The council' Memorials’ Working Group, which has been coordinating the development of the famine memorial, has heard representations from Ulster Scots groups, the Orange Order, the Irish Heritage Foundation and others.

It was reported that the Rangers Supporters Assembly suggested it would also be making a donation towards the cost of a project that had “the chance to represent the entire Irish community in Glasgow”.

Known as the ‘Great Hunger’ in Ireland - An Gorta Mór, in Gaelic - the famine changed the course of Irish history and led to a huge diaspora forming around the world.

Its effects were far less keenly felt in Scotland, where the relief effort was greater, but it still led to large numbers of people leaving the land and seeking a new life abroad.

More than 140 memorials to the Irish famine have been erected in different cities, yet the twin efforts in Glasgow will be the first time the event has been permanently commemorated in Scotland’s largest city, where many Irish people fled to.

Jeanette Findlay, spokeswoman for the Great Hunger Memorial Committee, who are behind the St Mary’s plan, said that no other memorial included references to other victims of the tragedy than the Irish.

She told the Irish Voice website: “It seemed to us that Glasgow City Council added on the Highland element because they knew, or believed, that there were forces in Glasgow even today who would not accept a memorial which involved the Irish alone.

“The scale and extent of what happened to our people—one million dead and one million forced to emigrate out of a population of eight million made the notion of a ‘Highland and Irish famine memorial’ completely unacceptable to us and offensive in its very concept.”

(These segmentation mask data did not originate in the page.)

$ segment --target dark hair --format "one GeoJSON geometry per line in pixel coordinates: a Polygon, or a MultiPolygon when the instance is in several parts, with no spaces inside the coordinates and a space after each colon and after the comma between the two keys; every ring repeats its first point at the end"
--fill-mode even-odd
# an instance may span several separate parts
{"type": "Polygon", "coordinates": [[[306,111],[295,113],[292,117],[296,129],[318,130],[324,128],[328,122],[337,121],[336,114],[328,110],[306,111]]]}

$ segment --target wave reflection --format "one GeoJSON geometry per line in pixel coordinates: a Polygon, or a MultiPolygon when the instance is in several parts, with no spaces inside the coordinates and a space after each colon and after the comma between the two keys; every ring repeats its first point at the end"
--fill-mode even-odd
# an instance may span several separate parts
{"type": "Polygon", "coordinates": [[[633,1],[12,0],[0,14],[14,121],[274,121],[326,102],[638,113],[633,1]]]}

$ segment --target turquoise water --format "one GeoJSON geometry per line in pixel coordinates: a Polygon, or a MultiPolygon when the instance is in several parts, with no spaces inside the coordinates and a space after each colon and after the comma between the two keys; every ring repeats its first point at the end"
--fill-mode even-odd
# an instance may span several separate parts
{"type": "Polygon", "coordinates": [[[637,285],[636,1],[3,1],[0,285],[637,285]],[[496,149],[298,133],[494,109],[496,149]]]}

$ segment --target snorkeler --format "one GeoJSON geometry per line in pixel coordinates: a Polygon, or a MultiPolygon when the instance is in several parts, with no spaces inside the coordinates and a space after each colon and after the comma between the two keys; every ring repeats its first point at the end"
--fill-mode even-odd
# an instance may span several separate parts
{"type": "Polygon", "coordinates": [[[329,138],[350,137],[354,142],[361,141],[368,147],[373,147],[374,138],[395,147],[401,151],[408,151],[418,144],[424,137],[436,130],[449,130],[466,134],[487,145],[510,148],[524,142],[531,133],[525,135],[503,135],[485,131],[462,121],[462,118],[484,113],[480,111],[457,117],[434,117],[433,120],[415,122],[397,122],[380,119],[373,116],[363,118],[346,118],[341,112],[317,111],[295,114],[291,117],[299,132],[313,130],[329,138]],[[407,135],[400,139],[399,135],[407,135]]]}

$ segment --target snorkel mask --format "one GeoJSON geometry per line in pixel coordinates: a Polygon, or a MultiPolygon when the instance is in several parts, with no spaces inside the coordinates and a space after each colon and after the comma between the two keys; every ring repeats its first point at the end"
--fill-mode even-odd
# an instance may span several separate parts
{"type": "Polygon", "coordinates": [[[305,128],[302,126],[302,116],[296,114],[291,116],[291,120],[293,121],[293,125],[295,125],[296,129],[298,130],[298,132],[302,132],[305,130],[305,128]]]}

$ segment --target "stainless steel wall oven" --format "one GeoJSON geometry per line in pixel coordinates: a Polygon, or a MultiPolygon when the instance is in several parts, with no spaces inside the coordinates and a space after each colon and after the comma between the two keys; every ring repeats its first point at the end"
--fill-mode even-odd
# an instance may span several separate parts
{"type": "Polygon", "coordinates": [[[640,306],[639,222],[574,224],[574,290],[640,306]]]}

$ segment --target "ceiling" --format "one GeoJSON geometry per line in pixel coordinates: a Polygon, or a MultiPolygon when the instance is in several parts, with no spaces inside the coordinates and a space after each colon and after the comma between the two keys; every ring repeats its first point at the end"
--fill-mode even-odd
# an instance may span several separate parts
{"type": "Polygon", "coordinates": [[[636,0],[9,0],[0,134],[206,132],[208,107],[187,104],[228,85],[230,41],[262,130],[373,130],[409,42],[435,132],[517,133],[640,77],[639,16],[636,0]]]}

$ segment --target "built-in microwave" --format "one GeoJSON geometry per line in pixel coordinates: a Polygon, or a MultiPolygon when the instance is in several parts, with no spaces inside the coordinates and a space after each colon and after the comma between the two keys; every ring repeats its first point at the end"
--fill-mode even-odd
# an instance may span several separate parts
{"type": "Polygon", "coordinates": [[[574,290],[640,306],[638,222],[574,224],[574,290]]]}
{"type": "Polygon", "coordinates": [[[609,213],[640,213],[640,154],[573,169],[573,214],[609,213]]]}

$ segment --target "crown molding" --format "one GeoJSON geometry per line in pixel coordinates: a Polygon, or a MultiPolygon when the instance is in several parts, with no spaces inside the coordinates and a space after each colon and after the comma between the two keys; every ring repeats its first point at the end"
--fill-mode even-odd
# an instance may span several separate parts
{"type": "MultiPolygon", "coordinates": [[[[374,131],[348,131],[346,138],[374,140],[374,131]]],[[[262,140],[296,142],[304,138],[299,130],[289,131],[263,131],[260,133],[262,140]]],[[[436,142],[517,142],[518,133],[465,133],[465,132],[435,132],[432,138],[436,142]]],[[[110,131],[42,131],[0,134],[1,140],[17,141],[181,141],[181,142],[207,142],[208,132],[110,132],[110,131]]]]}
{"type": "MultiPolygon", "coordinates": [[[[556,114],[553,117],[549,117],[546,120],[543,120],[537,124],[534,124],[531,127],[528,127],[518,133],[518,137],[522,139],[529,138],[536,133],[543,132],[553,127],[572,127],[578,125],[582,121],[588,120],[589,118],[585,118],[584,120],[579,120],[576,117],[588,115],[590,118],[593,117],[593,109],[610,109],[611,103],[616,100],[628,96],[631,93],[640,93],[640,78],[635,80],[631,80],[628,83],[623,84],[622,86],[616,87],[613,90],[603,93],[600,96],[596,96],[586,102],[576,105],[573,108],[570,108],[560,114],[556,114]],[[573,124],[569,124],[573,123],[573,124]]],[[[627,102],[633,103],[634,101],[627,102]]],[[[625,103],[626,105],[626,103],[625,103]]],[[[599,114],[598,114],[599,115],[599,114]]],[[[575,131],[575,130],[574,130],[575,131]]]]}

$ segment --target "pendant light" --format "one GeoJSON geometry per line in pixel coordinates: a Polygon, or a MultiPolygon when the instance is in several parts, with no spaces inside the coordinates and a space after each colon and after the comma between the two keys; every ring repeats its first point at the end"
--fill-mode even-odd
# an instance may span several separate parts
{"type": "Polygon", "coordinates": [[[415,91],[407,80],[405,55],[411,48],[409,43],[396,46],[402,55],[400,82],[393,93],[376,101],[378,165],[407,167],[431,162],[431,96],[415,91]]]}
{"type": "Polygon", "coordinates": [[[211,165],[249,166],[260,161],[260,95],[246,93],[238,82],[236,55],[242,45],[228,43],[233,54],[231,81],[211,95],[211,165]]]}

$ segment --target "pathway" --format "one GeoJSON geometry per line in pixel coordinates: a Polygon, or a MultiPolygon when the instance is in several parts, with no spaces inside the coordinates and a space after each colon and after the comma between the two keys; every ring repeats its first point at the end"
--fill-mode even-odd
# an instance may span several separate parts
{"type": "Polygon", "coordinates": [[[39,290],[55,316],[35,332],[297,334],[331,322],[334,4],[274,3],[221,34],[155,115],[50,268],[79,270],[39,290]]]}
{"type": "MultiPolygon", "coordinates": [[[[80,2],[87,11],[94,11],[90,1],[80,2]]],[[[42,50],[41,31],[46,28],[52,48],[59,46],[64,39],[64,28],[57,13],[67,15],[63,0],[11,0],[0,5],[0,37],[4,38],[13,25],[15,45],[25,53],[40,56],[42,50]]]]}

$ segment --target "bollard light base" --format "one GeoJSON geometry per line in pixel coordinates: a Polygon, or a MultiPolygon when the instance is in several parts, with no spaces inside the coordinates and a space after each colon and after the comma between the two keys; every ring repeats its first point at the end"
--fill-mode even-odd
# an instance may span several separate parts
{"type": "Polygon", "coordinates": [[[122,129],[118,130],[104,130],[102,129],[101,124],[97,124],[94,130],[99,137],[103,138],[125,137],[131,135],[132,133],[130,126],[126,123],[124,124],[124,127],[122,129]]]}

Discussions on a permanent memorial began a number of years ago, and it has now been decided that the Glasgow Green sculpture will be based around representations of ruined croft buildings and boat.

A competition will be held to come up with a design for the St Mary’s sculpture, with organisers hopeful of having the input of the Glasgow School of Art.

Ms Findlay said: “With today’s announcement, we can leave the frustrations of the last two years behind and move forward with renewed energy and with enormous gratitude to the Parish of St Mary’s, Calton, who have made the grounds of their beautiful and historic Church available to us.

“Our forefathers and mothers arrived here and were assisted by their own community—including the parishioners and priests of St Mary’s—and other good people of the time; the completion of our memorial will be achieved in the same way.

“We thank everyone who has contributed so far—both here and in Ireland—and we look forward to ... a permanent and dedicated memorial to An Gorta Mór in Glasgow which will be sign to all the generations to come that ‘Glasgow Remembers.’”

A spokeswoman for Glasgow City Council said: “Work on our memorial is progressing and it will be unveiled by the end of this year with details being released over the next few weeks.”